Dog Bite’s first full-length album was released in early 2013 on Carpark Records. Velvet Changes (a nod to the Velvet Underground?) received mixed reviews as the bloggers whom we accept as critics struggled to make sense of a sound that did not fit into a convenient pigeonhole.
David Maine derided “the monotone dynamics of these songs; they don’t rise and fall sonically, instead establishing a constant droney level of sound that rarely varies.”
But Bryan Parker noted that “The songs shift dramatically between and within themselves” to create “a diverse yet cohesive first effort of quality songs.” One wonders if the two men listened to the same album.

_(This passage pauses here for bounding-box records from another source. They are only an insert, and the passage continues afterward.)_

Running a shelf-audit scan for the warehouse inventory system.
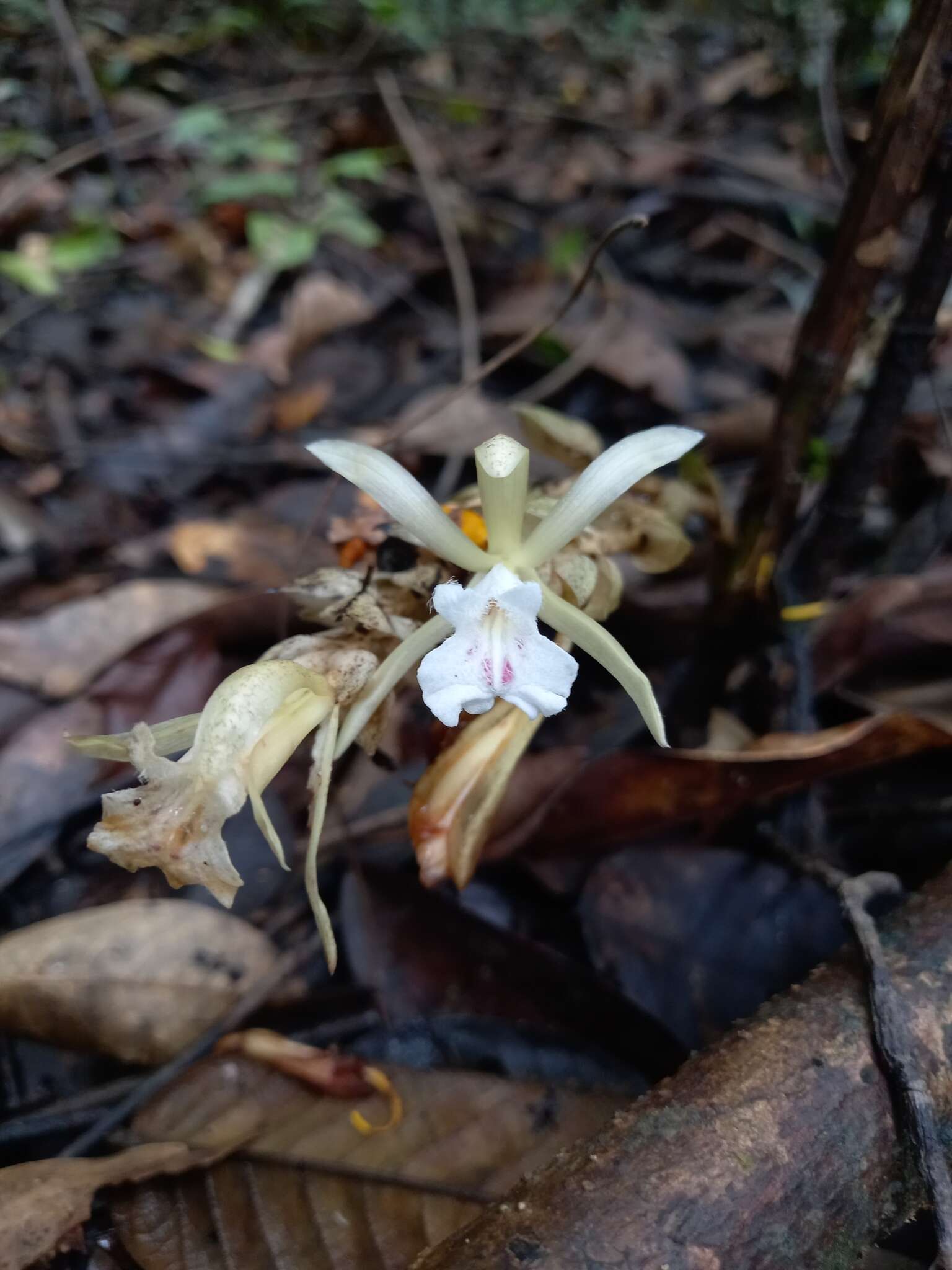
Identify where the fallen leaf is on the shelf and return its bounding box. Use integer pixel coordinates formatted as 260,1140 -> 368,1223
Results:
482,285 -> 694,413
273,377 -> 334,432
388,388 -> 515,456
167,518 -> 301,587
684,393 -> 777,458
717,309 -> 800,375
113,1058 -> 618,1270
340,869 -> 684,1080
698,48 -> 783,105
0,579 -> 230,697
0,899 -> 275,1063
246,273 -> 377,383
579,843 -> 845,1049
814,574 -> 952,691
528,714 -> 952,856
0,1127 -> 254,1270
513,402 -> 604,473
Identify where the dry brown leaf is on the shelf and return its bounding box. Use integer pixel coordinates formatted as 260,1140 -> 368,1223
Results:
0,899 -> 275,1063
684,393 -> 777,458
854,224 -> 901,269
698,48 -> 783,105
717,309 -> 800,375
273,378 -> 334,432
388,388 -> 517,456
0,579 -> 230,697
814,562 -> 952,690
482,286 -> 693,409
525,714 -> 952,857
0,1109 -> 259,1270
113,1058 -> 618,1270
246,273 -> 377,383
514,402 -> 604,473
167,520 -> 301,587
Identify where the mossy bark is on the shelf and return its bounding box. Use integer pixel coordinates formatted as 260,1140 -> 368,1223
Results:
414,870 -> 952,1270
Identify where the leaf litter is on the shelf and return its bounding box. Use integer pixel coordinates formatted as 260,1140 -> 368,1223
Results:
0,6 -> 952,1270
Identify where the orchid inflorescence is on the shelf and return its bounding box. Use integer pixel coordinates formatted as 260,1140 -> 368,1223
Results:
74,425 -> 702,968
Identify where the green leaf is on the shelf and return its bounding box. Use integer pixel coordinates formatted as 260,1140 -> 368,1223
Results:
546,228 -> 589,273
245,212 -> 317,269
169,105 -> 229,146
321,146 -> 399,180
192,335 -> 241,362
198,171 -> 297,205
50,222 -> 122,273
0,128 -> 56,162
443,97 -> 486,123
0,252 -> 60,296
317,189 -> 383,247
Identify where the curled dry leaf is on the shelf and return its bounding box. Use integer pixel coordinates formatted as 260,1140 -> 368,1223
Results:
246,273 -> 376,383
166,520 -> 301,587
0,579 -> 230,697
0,1108 -> 259,1270
0,899 -> 275,1063
532,714 -> 952,855
408,701 -> 542,888
113,1057 -> 617,1270
513,404 -> 604,473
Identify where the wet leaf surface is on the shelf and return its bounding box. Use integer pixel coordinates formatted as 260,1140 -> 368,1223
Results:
113,1058 -> 617,1270
0,899 -> 275,1063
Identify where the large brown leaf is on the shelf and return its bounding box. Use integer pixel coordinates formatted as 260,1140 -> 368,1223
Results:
0,1108 -> 258,1270
0,899 -> 275,1063
522,714 -> 952,858
113,1058 -> 617,1270
0,579 -> 230,697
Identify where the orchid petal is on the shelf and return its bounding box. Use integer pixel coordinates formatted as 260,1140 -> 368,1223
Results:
305,706 -> 340,974
307,441 -> 493,572
416,564 -> 579,728
476,433 -> 529,559
66,714 -> 202,763
334,617 -> 453,758
518,425 -> 705,569
539,581 -> 665,745
247,688 -> 334,869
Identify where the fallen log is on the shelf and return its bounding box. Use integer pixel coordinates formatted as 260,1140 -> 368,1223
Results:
414,869 -> 952,1270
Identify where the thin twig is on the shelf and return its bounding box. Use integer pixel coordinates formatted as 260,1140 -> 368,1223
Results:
376,71 -> 480,381
385,216 -> 647,448
46,0 -> 133,207
816,6 -> 853,189
773,842 -> 952,1270
60,931 -> 321,1157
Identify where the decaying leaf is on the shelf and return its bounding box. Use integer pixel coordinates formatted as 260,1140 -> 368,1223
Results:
113,1058 -> 617,1270
514,404 -> 604,471
246,273 -> 376,383
408,701 -> 542,888
0,899 -> 275,1067
531,714 -> 952,855
0,579 -> 230,697
397,388 -> 515,456
0,1122 -> 257,1270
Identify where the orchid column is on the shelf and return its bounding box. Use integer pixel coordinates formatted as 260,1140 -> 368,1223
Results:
309,427 -> 702,755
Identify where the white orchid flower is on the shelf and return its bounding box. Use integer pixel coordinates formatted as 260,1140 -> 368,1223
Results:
307,425 -> 703,756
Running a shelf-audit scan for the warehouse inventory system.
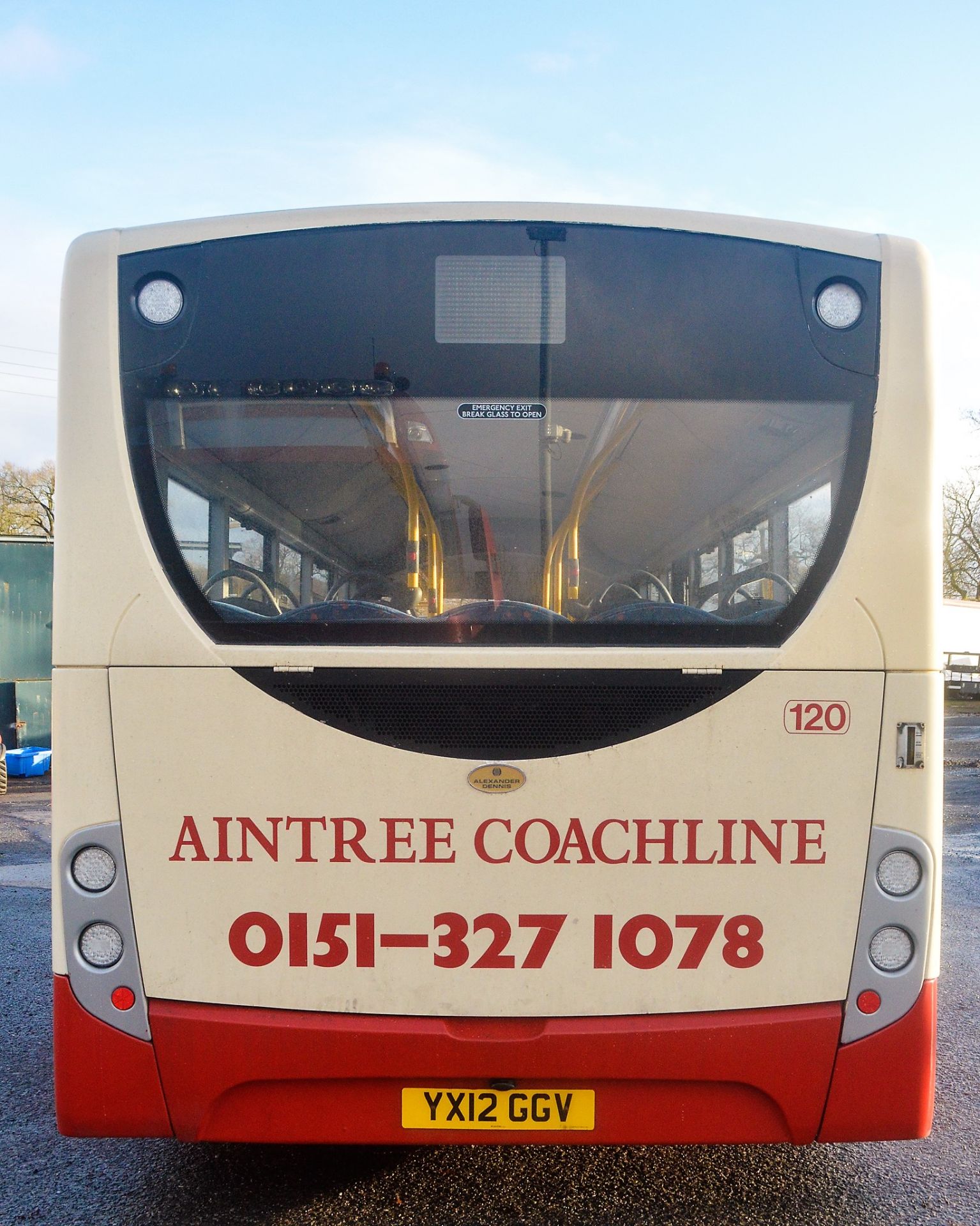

Like a painter who applies the same style to diverse subjects, Jones seeks to capture a range of impressions within an album in which the songs share a common creative technique. The album may best be viewed as a gallery, as a collection of vignettes, rather than as a series of stand-alone performances.
The live performance of “You’re Not That Great,” presented by indieATL, captures the shape-shifting density that makes Dog Bite simultaneously impenetrable and accessible.
With eleven songs and totaling over 40 minutes, Velvet Changes is a substantial body of work, a refreshing departure from the [dope-induced?] non-work ethic to which many indie bands aspire. Their work dribbles out, a single this year, an EP next year. You can grow old and die before your favorite band produces enough product to provide a soundtrack for your funeral.
Dog Bite’s new four-song effort, LA EP, arrives just seven months after the release of Velvet Changes. We hope that this is the tip of a creative iceberg and that a full LP will soon follow.
On “Cold Weather,” the first single, Dog Bite infuses their basic construct with a warm pop sensation. The chord changes, multiple guitar lines, and melody are vaguely Minks-like. The result is a more user-friendly Dog Bite, which is not a criticism. I’m on my third straight play of “Cold Weather.”
Visit Dog Bite on Facebook, Tumblr, Myspace, and Twitter.
Dog Bite’s music is available from iTunes, Amazon, and Carpark Records.
BONUS TRACKS: Dog Bite covers of Thom Yorke’s “Atoms for Peace” and Joy Division’s “Disorder.”
POSTSCRIPT: We’re no longer allowed to say “Chillwave,” that sub-genre of a sub-genre having been declared dead back in 2011. But can we say “Gogh Pop?” Remember, folks, you read it here first.